Step-by-step explanation:
To compute the bond's current yield, we divide the annual coupon payment by the bond's market price. The annual coupon payment can be calculated by multiplying the coupon rate (3.90%) by the bond's par value ($5,000), which results in $195. The bond's market price is given as 97.45% of the par value, so we multiply $5,000 by 0.9745, resulting in $4,872.50. Dividing the annual coupon payment by the market price, we get 195/4,872.50 = 0.04, or 4%.
To compute the bond's yield to maturity, we need to calculate the present value of all future cash flows, including the coupon payments and the final principal payment. We can use the formula for present value of an annuity and present value of a lump sum to calculate this. The yield to maturity is the discount rate that equates the present value of the cash flows to the current market price of the bond. Using a financial calculator or spreadsheet software, we find that the yield to maturity is approximately 3.92%.

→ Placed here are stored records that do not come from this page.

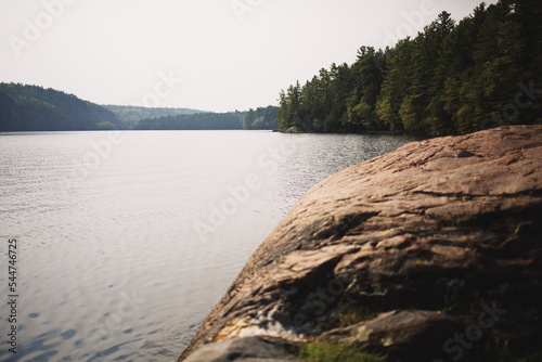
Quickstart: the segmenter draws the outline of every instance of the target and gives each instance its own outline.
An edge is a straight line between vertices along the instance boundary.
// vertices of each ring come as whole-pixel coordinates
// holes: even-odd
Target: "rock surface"
[[[179,361],[251,361],[238,346],[257,336],[395,361],[540,361],[541,301],[542,126],[502,127],[410,143],[312,188]],[[296,361],[281,350],[260,360]]]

To compute the bond's yield to call, we need to calculate the present value of all future cash flows up to the call date. The yield to call is the discount rate that equates the present value of the cash flows to the current market price of the bond. Using the same formula as before, but changing the time period to the call date and adjusting the cash flows accordingly, we can calculate the yield to call, which is approximately 5.51%.
The taxable equivalent yield is the yield on a taxable investment that would be needed to match the after-tax yield on the municipal bond. To calculate this, we divide the tax-exempt yield by (1 - marginal tax rate). In this case, the tax-exempt yield is 3.92% and the marginal tax rate is 36%, so the taxable equivalent yield is 3.92%/(1 - 0.36) = 6.12%.